The manual shift is probably as good as any other large supercar but still tends to be notchy in action and is not helped by an engine management system that shuts off fuel during upshifts in a way that makes smooth, full-throttle shifting difficult. Acclimatisation to the car helps though.

Unlike the 9-3 Viggen, the 9-5 Aero does not suffer from significant torque steer. It will tug at the wheel when accelerating in first or second gear with steering lock applied, but with none of the viciousness of its smaller sibling.

And there's a traction control system in there too, working both on the front anti-lock brakes to redirect torque to the wheel with more traction, and on the engine management to wind back output if both wheels are spinning. In the latter case, it does tend to reduce power with a little too much enthusiasm, causing the car to "die" frustratingly right in the middle of a surging accelerative display. Still, it is better than no traction control at all, as is the case in the 9-3 Viggen.

The good thing about the Aero's torque spread is that this very fast car (the 0-100km/h claim is 6.9 seconds, a lot faster than many other so-called sporting cars) is so accessible it is just as pleasant to drive around town as it is on the open road.
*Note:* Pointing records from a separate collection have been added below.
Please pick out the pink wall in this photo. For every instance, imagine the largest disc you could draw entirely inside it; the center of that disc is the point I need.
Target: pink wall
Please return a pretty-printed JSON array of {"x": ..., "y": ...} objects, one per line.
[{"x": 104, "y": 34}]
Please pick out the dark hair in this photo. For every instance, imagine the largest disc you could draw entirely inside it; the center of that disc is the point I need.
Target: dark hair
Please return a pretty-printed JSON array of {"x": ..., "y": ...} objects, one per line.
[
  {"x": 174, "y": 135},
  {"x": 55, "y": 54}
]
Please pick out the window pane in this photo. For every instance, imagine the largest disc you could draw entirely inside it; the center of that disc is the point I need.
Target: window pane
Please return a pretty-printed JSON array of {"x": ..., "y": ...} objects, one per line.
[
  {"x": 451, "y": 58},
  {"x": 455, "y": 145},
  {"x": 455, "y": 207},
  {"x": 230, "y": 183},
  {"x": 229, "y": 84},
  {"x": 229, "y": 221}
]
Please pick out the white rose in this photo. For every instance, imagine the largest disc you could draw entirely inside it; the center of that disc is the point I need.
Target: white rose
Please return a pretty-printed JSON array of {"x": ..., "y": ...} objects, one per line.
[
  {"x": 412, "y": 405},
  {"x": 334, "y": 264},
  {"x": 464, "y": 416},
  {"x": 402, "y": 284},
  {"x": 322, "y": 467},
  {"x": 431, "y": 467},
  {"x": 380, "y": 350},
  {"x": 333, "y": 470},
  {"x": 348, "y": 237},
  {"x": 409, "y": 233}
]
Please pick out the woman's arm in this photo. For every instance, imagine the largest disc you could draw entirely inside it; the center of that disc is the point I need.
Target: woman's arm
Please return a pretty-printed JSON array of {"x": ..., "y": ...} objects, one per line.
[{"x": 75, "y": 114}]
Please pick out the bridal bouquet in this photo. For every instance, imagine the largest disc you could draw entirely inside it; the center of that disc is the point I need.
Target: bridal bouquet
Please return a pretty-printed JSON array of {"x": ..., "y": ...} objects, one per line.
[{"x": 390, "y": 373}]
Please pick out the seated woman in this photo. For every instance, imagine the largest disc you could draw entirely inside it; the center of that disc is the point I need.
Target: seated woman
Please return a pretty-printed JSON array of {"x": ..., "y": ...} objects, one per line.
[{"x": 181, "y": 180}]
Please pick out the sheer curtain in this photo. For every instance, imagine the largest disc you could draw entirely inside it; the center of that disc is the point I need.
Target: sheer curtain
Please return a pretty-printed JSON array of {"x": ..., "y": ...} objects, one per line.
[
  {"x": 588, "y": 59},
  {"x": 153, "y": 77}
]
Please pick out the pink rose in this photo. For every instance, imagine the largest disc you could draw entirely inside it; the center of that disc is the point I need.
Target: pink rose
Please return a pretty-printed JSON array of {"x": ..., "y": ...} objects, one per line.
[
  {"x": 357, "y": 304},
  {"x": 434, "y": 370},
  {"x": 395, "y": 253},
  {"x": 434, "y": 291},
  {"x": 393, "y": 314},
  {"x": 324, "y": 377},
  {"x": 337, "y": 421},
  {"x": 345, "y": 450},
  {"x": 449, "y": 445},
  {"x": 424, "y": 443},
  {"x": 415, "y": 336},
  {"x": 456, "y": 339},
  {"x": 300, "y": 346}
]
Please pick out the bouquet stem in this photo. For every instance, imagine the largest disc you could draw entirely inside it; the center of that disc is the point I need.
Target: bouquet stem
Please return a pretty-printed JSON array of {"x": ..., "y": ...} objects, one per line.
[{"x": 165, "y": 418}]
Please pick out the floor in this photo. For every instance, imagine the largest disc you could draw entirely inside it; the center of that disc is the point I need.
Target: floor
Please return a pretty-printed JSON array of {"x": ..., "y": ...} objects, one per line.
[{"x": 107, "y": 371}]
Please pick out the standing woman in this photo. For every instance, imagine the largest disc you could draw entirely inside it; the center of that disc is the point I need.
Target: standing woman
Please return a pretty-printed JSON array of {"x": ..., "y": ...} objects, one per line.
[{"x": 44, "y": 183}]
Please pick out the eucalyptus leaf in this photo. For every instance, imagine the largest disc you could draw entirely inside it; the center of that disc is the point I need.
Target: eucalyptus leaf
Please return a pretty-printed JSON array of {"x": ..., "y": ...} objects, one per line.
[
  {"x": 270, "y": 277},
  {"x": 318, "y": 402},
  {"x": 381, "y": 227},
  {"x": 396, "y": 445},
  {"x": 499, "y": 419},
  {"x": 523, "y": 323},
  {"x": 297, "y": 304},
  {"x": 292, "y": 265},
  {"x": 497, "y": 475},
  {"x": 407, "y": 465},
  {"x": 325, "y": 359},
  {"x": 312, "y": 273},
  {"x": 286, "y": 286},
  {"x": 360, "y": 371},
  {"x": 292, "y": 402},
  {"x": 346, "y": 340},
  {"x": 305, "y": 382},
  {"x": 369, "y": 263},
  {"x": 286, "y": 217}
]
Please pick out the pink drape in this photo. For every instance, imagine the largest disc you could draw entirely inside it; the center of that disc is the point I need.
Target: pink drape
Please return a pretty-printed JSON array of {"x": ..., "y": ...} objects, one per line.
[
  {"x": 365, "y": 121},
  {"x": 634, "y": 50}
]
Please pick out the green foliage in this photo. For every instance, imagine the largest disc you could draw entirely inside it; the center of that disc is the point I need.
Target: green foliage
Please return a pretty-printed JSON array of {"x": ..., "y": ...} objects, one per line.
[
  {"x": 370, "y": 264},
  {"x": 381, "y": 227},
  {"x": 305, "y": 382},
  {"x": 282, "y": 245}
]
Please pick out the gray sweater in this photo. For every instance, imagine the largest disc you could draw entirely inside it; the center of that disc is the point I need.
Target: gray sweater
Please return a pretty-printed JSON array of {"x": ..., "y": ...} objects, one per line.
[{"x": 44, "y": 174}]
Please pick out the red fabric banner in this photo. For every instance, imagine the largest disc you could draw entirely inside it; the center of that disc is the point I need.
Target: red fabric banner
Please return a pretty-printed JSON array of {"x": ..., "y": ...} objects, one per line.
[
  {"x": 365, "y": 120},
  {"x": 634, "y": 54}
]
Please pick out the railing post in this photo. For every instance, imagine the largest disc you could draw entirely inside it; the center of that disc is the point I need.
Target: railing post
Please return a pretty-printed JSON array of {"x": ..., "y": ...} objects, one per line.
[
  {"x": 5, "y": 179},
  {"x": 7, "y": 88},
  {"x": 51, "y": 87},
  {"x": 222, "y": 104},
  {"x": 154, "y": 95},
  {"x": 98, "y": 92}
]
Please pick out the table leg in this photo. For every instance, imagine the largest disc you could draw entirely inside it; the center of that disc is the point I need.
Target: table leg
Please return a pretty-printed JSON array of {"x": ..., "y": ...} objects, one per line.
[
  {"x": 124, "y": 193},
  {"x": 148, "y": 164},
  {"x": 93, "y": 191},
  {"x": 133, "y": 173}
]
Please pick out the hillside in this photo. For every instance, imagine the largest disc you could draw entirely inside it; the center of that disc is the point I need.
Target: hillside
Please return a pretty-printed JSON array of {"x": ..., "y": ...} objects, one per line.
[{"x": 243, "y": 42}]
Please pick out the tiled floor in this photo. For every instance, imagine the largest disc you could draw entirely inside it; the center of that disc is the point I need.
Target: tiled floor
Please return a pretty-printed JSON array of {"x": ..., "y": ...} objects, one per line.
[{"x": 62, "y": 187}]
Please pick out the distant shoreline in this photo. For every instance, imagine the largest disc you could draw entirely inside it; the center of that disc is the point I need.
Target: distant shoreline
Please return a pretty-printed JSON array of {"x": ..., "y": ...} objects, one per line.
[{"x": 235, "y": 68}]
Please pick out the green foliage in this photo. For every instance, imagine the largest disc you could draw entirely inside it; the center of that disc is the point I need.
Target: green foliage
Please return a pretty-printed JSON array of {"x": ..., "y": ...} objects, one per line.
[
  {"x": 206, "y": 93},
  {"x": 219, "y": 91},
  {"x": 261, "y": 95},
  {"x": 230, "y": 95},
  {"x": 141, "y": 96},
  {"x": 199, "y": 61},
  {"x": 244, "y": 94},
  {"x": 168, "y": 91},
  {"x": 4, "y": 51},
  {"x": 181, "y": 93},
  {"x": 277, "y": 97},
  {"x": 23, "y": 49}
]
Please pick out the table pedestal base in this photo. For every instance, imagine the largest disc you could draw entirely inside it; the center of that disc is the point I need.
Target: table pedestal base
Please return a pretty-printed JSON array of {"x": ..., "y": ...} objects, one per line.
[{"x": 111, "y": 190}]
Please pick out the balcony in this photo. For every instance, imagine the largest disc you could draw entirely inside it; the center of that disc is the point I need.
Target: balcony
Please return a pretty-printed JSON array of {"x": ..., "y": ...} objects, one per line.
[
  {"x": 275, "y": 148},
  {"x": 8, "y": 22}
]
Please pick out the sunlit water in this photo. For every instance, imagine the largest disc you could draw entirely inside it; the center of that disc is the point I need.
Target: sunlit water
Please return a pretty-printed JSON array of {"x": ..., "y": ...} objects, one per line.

There are not too many occasions where it bogs down, turbo-like, because the revs are not quite high enough.

So the Saab 09-5 Aero is a refined, rapid luxury car, definitely a desirable and worthwhile competitor for the likes of Volvo's 200kW S80 T6 (which is not as fast as the Saab according to available data) or Audi's A6 quattro and certainly worth mentioning in the same breath as the much more expensive yet slower BMW 528i.

As with other models in the 9-5 range, the fast Saab's biggest problem is its lack of visual distinction. Although the subtlety of the car - there's no rear spoiler for example, only discreet side skirts and new front and rear bumpers - is appropriate for luxury car buyers.